The anti-corruption group Transparency International says close ties between business and government across Europe have undermined economic stability. It singles out southern European countries as especially corrupt.
The 63-page document showed a "strong correlation" between failure to rein in public spending and inability to tackle graft.
"This report raises troubling questions at a time when transparent leadership is needed as Europe tries to resolve its economic crisis," said Cobus de Swardt, the organization's managing director in a statement ahead of the publication.
The report assessed the situation across 25 European countries and found Greece, Italy, Portugal and Spain to have serious deficits in public-sector accountability and deep-rooted problems of inefficiency and malpractice.
It said that, among the European Union's new members, Bulgaria and Romania continued to cause the most concern, as the anti-corruption laws they had introduced to comply with EU demands had not borne fruit.

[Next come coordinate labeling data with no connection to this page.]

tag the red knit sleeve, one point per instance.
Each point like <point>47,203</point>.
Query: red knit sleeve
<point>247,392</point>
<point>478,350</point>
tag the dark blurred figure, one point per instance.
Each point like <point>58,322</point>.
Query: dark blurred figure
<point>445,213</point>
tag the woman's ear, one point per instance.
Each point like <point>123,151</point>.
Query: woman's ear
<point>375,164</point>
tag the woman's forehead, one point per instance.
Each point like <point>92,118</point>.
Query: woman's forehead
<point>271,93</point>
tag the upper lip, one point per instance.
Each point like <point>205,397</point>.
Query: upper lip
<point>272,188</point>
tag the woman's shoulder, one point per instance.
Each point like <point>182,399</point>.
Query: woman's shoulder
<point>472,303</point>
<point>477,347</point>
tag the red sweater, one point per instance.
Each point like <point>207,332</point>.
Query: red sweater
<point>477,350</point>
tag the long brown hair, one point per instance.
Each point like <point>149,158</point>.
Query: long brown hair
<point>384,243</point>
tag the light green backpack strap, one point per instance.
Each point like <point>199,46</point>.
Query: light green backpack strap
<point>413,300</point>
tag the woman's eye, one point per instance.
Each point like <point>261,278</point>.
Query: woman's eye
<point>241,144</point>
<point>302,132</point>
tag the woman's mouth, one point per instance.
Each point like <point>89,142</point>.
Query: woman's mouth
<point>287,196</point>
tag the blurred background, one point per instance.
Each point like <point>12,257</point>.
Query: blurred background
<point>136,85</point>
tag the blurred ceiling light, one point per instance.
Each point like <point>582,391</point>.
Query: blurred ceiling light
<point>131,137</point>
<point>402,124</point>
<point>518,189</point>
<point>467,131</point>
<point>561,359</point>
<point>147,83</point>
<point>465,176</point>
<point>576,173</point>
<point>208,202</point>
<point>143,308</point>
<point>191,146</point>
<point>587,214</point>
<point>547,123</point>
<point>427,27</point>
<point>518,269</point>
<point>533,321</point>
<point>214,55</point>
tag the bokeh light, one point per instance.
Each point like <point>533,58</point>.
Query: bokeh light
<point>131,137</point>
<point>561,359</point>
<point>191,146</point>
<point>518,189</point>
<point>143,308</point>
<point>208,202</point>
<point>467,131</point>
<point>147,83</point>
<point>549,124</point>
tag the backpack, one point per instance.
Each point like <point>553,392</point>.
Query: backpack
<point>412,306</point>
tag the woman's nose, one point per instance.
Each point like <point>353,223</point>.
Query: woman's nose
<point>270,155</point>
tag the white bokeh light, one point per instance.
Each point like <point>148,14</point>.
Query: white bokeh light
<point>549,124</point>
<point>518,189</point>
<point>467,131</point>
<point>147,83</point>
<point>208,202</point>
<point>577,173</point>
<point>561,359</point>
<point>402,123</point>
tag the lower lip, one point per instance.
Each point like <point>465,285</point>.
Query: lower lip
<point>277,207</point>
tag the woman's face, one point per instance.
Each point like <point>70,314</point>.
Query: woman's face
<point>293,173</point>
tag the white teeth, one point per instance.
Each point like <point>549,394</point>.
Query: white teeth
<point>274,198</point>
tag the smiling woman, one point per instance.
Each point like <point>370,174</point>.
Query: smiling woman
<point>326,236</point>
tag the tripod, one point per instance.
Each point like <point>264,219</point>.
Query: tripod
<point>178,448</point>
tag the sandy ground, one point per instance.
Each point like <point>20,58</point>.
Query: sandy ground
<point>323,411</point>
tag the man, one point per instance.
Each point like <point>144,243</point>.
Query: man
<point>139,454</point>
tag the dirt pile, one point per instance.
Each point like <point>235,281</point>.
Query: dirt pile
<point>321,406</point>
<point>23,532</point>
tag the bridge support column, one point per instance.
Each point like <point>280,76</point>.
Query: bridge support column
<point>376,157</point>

Transparency International praised the Denmark, Norway and Sweden for curbing corruption and found that whistleblowers who draw attention to wrongdoing were well-protected only in Norway and the UK.
It criticized Denmark, Germany and the UK for their lack of regulation when it comes to political party financing. Twelve countries were found to have no limits on political donations by individuals, and 17 lacked codes of conduct for members of parliament.
The group also called on the European Union to set an example by adopting strict rules for its own institutions. It made wide-ranging recommendations suggesting codes of conduct for parliamentarians and compulsory registers for lobbying activities.
Transparency International is a global network. The non-governmental organization has more than 90 national chapters and is funded by membership fees and donations.